I have wonderful, amazingly beautiful, and fun roommates. I have lovely classes. I am blessed to be numbered in the top 5 % of the worlds population. The Lord has given me life, hope, talent, and creativity. He has given me Love.
And yet, sometimes things are not so simple. I just feel like I have a million questions, fears, and doubts.
Where will I go after this place? I’ve been preparing my whole life for something, without any idea what that something actually is. I will enter into a world of unknowns and that scares me. This doesn’t seem to be a test that I can cram for.
And most of all, I have been feeling lonely. Maybe that is what the Lord wants of me right now, to sit in the rhythm of loneliness.
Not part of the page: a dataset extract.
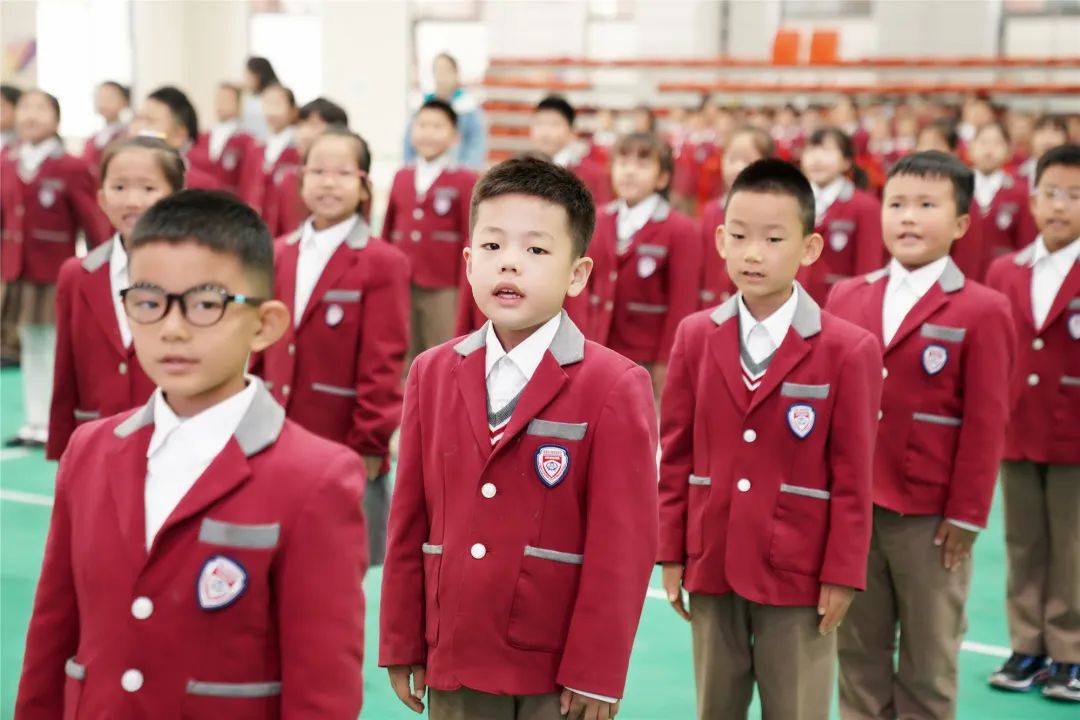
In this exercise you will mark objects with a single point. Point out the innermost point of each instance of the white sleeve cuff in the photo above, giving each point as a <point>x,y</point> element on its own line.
<point>964,526</point>
<point>594,696</point>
He, after all, probably has felt more lonely than any of us ever could.
Things are good. and weird. and life, is just that.
Thanks for listening as I sort this out.
As I neared the collegiate finish line years ago, I also began seriously wrestling with those HUGE doubts, fears, and questions of faith, of meaning, of where am I going, of where is God and how is he involved in my life?
And first let me say that after graduation these questions don’t vanish — sorry to say. There’s quite a bit they won’t tell you at graduation. Your diploma won’t make these doubts disappear like the rabbit in the magician’s hat. No the rabbit will keep growing, eating your food and taking up half the bed as it becomes more of a presence in your house every day.
While these questions aren’t easy, they are GOOD. I promise. Because there’s something of strange importance that takes place in us when we are stripped of all the things that used to keep us company.
God will meet you in this place of difficult questioning. God is not your Aunt Edna, blushing and changing the subject when the conversation turns the slightest bit uncomfortable. He’s not as easily offended as we make him out to be.
So ask away, but only if you’re willing to actually listen. For years, I yelled question after question at God while sticking fingers in my ears. That’s not asking questions. That’s throwing tantrums.
THE VOID OF LONELINESS
This place of questioning can and will be a very lonely place. But don’t allow loneliness to become isolation. Don’t pull your head inside your shell thinking only you can protect yourself. That’s a mistake I made for far too long.
No, invite a friend or two over for dinner.
Talk, laugh once or twice – even if it’s forced at first.
And before the meal is served you might just notice they’re chewing on the same questions you are. And at that moment of honest conversation you will see light in the dark and dusty corners. Yes some will offer advice that is trite and cliche, but in this place of questioning there is nothing more freeing than to know that you’re not alone. Now more than ever, we still need a little help from our friends.
So here you are in this time of certain uncertainty, a season ripe with delicious ambiguity. As the water rushes over your head and you cry out to God to save you from drowning.
I promise that in the end you will find a better way to breathe.